ECLI:NL:RBROE:2003:AL7147
Rechtbank Roermond
- Eerste aanleg - meervoudig
- W.P.C.M. Bruinsma
- E.P.J. Rutten
- A.J.M. Huisman-Kreijn
- Rechtspraak.nl
Niet-ontvankelijkheid van het openbaar ministerie wegens overschrijding van de redelijke termijn in ontnemingsvordering
In deze zaak heeft de Rechtbank Roermond op 4 juni 2003 uitspraak gedaan over de ontvankelijkheid van het openbaar ministerie in een ontnemingsvordering. De rechtbank oordeelde dat het openbaar ministerie niet-ontvankelijk is wegens overschrijding van de redelijke termijn, zoals bedoeld in artikel 6 van het Europees Verdrag voor de Rechten van de Mens (EVRM). De redelijke termijn begon op 5 december 1997, toen het openbaar ministerie zijn voornemen om een ontnemingsvordering aan te brengen kenbaar maakte. De ontnemingsvordering zelf werd pas op 1 december 1999 ingediend, wat gezien de complexiteit van de zaak niet onredelijk laat was. Echter, na een aanhouding op 31 maart 2000 om bewijsmiddelen te verkrijgen, lag de zaak tot 4 juli 2003 zonder enige voortgang stil. Dit tijdsverloop werd door de rechtbank als een schending van de redelijke termijn beschouwd.
De rechtbank stelde vast dat de officier van justitie in januari 2003 niet verzet heeft tegen een verzoek tot beëindiging van de ontnemingszaak, maar dat dit niet leidde tot de conclusie dat het openbaar ministerie niet-ontvankelijk verklaard moest worden.
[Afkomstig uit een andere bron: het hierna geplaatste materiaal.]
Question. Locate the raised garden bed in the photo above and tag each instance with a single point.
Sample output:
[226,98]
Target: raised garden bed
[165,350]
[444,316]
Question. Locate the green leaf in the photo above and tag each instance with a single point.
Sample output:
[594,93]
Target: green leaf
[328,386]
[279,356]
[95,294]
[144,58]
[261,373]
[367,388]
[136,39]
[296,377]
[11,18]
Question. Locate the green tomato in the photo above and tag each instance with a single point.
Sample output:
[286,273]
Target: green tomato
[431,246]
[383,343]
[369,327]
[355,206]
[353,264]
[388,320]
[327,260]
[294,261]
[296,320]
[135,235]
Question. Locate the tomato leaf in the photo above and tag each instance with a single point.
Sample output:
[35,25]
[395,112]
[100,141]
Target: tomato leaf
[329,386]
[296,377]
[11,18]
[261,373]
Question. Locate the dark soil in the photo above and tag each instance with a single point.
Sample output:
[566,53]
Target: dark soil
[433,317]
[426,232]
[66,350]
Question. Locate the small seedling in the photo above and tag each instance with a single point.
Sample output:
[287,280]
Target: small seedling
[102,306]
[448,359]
De rechtbank benadrukte dat, eenmaal aanhangig gemaakt, het aan de rechtbank is om te oordelen over de ontvankelijkheid van de zaak. De rechtbank concludeerde dat de lange periode van stilstand in de procedure, zonder enige rechtvaardiging, een uitzonderlijk geval vormde dat leidde tot de niet-ontvankelijkheid van het openbaar ministerie.
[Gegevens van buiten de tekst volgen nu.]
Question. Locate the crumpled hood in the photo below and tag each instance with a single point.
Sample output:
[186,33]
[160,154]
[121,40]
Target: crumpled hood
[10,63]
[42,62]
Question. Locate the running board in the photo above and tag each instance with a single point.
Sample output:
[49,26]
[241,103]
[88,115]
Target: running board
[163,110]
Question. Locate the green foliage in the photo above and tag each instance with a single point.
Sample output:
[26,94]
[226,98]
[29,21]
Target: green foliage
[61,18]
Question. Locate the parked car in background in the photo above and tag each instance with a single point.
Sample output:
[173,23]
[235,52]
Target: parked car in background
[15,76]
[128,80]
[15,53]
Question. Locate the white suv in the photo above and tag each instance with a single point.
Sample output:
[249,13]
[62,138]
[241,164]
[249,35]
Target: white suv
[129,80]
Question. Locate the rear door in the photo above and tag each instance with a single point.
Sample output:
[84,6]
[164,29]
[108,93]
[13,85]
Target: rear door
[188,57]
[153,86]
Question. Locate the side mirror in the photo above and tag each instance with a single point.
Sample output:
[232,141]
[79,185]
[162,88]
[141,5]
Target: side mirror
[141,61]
De beslissing van de rechtbank was dat het openbaar ministerie niet-ontvankelijk werd verklaard, wat betekent dat de ontnemingsvordering niet verder behandeld kon worden. Deze uitspraak heeft belangrijke implicaties voor de waarborging van de redelijke termijn in strafzaken en de verantwoordelijkheden van het openbaar ministerie in het proces.